Riluzol ist ein Wirkstoff, der die Natriumkanäle in der Zellwand blockiert. In der akuten Verletzungssituation führt diese Eigenschaft zu einer Hemmung des Natriumeinstroms und verhindert somit die Glutamatfreisetzung.
Auch präklinische Studien mit Riluzol bei akuten Rückenmarksverletzungen hatten einen neuroprotektiven Effekt gezeigt, so dass sich das NACTN zur Durchführung einer klinischen Studie bei rückenmarksverletzten Patienten entschloss.

 


Zwischen April 2010 und Juni 2011 wurden an sechs klinischen NACTN Studienzentren 36 akut rückenmarksverletzte Patienten im Alter zwischen 18 und 69 Jahren und einem AIS Score A bis C in die Studie aufgenommen. 14 Tage lang bekamen die Patienten Riluzol. Darüber hinaus wurden die Patienten  entsprechend den üblichen klinischen Standards therapeutisch versorgt. Eine neurologische Statuserhebung erfolgte in der akuten Phase während des Klinikaufenthalts, nach drei und sechs Monaten.
Bei einer Vorstellung der Studie auf der Konferenz der Society for Neuroscience im November in New Orleans wurde berichtet, dass die Patienten eine funktionelle Verbesserung zeigten, im Durchschnitt verbesserte sich der AIS Score um 15%.
Aufgrund der geringen Patientenzahlen ist es schwierig aus den bisherigen Resultaten auf die allgemeine Wirksamkeit dieser Behandlung zu schließen. Da sich das Medikament aber im Hinblick auf Nebenwirkungen als „sicher" erwies, plant NACTN eine Phase 2 Studie zum Nachweis der Wirksamkeit mit einer größeren Anzahl von Patienten.

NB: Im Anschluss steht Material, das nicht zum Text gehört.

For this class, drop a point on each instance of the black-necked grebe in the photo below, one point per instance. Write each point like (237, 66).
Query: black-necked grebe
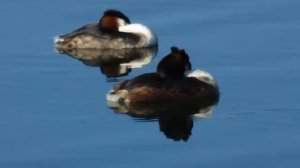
(114, 31)
(173, 81)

Originalarbeit: Riluzole for the treatment of acute traumatic spinal cord injury: rationale for and design of the NACTN Phase I clinical trial. Fehlings MG, Wilson JR, Frankowski RF, Toups EG, Aarabi B, Harrop JS, Shaffrey CI, Harkema SJ, Guest JD, Tator CH, Burau KD, Johnson MW, Grossman RG. J Neurosurg Spine. 2012 Sep;17(1 Suppl): 151-6.